Improving bash completion developer experience

Currently if a developer works on a snap called foo that ships an app called bar, and they want that app to have tab completion in bash, they need to ship a completion snippet for the foo.bar app. This works²⋅³⁰⁺ no matter what aliases are in play, but does force the developer to tweak their completion snippet — most non-snap apps aren’t called things like foo.bar.

The completion snippet will have a line tying the command to whatever completion method is needed, something that starts with the command complete and ends in the command being completed, for example

complete -W 'won too tri for' bar

they’d need to change it to

complete -W 'won too tri for' foo.bar

or, if they want to support both snap and non-snap installs with the same snippet,

complete -W 'won too tri for' bar foo.bar

or even

if [ "$SNAP" ]; then
    complete -W 'won too tri for' foo.bar
else
    complete -W 'won too tri for' bar
fi

I thought that the above was a reasonable compromise between things being magic and things working the way people expect (and people I talked with about this, in the abstract, agreed). However, I might’ve been wrong.
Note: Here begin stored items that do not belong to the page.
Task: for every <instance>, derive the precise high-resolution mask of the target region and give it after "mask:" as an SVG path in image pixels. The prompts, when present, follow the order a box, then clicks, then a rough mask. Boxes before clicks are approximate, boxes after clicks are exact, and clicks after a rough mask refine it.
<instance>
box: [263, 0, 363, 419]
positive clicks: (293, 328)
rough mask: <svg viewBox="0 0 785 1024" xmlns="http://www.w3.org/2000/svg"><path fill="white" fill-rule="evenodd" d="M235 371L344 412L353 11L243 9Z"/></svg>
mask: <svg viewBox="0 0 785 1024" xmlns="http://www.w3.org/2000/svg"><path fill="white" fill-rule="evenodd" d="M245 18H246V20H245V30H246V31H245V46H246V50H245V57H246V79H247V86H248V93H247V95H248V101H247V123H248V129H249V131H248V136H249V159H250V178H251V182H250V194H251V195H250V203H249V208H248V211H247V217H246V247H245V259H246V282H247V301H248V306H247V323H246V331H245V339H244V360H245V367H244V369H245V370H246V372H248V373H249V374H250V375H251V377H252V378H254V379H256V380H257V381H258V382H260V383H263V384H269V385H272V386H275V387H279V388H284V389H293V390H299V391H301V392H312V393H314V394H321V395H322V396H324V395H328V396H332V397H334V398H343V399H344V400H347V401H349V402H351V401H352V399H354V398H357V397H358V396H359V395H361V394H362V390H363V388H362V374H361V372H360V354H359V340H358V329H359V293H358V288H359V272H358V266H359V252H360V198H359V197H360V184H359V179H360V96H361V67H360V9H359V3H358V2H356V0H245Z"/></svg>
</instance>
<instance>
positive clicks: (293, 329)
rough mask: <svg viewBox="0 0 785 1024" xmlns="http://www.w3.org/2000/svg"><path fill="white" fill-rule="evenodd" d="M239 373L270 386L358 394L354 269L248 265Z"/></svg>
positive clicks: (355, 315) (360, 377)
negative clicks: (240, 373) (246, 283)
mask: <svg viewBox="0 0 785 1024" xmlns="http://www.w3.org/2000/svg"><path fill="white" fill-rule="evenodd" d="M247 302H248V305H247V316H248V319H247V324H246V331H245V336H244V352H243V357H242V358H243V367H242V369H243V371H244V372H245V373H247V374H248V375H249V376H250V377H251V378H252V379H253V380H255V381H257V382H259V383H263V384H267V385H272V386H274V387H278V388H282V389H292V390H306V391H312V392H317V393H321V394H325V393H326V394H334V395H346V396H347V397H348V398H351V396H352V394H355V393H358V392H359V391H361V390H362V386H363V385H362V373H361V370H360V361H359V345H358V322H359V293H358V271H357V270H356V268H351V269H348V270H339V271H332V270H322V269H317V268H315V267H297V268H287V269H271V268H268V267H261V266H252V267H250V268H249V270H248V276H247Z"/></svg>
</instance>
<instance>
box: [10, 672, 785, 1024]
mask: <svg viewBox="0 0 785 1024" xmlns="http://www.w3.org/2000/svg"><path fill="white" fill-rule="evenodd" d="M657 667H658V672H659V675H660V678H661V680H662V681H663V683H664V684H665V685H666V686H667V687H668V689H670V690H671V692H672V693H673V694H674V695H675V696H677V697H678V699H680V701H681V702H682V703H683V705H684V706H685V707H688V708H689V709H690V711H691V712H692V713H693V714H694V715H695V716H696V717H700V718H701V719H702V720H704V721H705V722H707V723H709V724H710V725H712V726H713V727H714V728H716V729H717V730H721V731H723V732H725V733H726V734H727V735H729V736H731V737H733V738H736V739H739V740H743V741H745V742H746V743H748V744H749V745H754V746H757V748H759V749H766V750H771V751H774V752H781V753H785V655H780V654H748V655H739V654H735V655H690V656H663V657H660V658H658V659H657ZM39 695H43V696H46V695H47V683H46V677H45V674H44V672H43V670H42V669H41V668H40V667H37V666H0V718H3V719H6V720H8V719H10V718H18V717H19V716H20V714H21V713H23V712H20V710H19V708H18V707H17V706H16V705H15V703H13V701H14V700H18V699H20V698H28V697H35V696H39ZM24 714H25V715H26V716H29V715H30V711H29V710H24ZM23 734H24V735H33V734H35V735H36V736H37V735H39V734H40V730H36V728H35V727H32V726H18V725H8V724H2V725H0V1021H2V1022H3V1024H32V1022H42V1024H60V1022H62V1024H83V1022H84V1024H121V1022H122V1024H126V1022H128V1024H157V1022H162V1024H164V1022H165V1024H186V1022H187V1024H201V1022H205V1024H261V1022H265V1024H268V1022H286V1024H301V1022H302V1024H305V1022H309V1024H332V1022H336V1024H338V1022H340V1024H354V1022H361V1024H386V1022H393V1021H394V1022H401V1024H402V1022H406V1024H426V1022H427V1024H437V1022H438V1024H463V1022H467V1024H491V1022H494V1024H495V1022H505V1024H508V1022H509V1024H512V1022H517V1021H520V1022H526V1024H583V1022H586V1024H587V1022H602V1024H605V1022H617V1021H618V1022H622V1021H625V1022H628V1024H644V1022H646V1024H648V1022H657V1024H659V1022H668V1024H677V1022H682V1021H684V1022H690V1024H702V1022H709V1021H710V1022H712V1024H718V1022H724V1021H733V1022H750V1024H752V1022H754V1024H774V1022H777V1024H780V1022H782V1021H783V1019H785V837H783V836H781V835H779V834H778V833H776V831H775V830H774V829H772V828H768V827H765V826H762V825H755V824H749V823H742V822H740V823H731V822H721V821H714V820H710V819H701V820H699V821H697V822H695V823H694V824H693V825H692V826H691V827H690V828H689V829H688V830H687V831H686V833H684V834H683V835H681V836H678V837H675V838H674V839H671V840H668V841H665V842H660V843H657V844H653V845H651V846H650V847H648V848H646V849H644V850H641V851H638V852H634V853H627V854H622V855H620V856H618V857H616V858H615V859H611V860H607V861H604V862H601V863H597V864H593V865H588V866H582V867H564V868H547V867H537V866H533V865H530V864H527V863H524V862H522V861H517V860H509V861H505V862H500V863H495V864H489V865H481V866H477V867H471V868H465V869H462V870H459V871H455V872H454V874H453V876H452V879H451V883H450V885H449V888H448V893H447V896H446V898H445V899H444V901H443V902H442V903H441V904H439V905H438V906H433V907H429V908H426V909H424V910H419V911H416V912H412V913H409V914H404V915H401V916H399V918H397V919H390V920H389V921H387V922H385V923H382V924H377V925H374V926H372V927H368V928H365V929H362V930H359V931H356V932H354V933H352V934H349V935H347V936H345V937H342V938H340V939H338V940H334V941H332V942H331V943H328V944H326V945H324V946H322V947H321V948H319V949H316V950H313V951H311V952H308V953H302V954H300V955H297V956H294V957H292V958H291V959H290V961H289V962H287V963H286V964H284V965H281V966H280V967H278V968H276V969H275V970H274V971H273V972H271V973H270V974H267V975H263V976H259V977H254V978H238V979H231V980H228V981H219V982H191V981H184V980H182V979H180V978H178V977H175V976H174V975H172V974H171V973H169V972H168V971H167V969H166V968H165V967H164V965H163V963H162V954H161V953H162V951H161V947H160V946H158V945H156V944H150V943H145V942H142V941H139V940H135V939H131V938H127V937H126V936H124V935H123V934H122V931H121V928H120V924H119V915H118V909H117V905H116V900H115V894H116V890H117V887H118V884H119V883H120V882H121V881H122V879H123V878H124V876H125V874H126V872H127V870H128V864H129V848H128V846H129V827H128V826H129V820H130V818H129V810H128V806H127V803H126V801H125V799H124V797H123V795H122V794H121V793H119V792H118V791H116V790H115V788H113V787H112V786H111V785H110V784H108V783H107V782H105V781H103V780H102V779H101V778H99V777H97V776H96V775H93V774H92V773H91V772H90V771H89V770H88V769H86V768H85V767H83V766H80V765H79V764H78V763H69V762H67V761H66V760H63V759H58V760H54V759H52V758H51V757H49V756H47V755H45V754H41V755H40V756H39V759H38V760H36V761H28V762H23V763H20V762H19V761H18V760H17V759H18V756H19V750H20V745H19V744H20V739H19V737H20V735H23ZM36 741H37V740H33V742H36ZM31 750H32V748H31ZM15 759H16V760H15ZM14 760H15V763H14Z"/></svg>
How do we make it better? Should we?

While we could parse the completion snippet to rewrite it to what the in-snap completer needs, doing so in the general case means essentially parsing bash scripts and tweaking the resulting ast. Even bash doesn’t parse bash scripts properly, so I don’t think doing it the magic way is sane.

One thing the developer could do is ship the regular snippet (that talks about bar), but point the completer key to a wrapper snippet that sourced the original and then added the appropriate complete line. This requires no work on snappy’s part, and is relatively straightforward (and separate):

source the-real-completer
complete ... foo.bar

A mixed approach might be to add an additional key to the yaml (on IRC, lundmar suggested completer-alias). Then the current rewriting of the commandline into the snippet happens, but instead of towards foo.bar, towards whatever that key points (defaulting to foo.bar). Alternatively snapcraft could use that key to auto-create a snippet wrapper as above.

WTYT?

1 Like

I agree that care should be taken to not force the developers to add any snap specific details to their software distributions in order to create a snap. Such details should be strictly confined to the snapcraft meta data (.yaml and related files). Also, I think it is important to try create a solution for this problem with minimum meta information.

I’m saying this as a developer/maintainer of various open source software and I want to keep my software distributions agnostic and not impose any snap or other packaging specific details upon them, for the sake of easy maintenance and no-clutter policies.

That being said, giving this issue some more thought, I suggest introducing a new key named ‘completer-function’ like so:

apps:
  lxi:
    command: bin/lxi
    completer: share/bash-completion/completions/lxi
    completer-function: '_lxi'
    plugs: [home, network, avahi-observe]
    aliases: [lxi]

From the meta info above, snapcraft can then generate a separate completion script named e.g. lxi.snap containing the single line:

complete -o default -F _lxi lxi-tools.lxi lxi

The lxi.snap file can be installed next to the original completion script like so (or elsewhere):

/snap/lxi-tools/current/share/bash-completion/completions/lxi
/snap/lxi-tools/current/share/bash-completion/completions/lxi.snap

And then finish by taking care that the lxi.snap file gets sourced after sourcing of the original file (correct order required to append correctly).

Similarly, when users change the alias manually using e.g. the “snap alias lxi-tools.lxi lxi2” command then that operation becomes a simple matter of updating and sourcing the lxi.snap file accordingly:

complete -o default -F _lxi lxi-tools.lxi lxi2

Also, it would be possible to take the solution to the next step by assuming that the default value of the completer-function is ‘_<app_name>’ which is the normal but not guaranteed conventional name for most completer functions. This way there is a chance the solution would work even when the user does not define a completer-function key.

I think this could make for an elegant solution as seen from the point of view of the end users.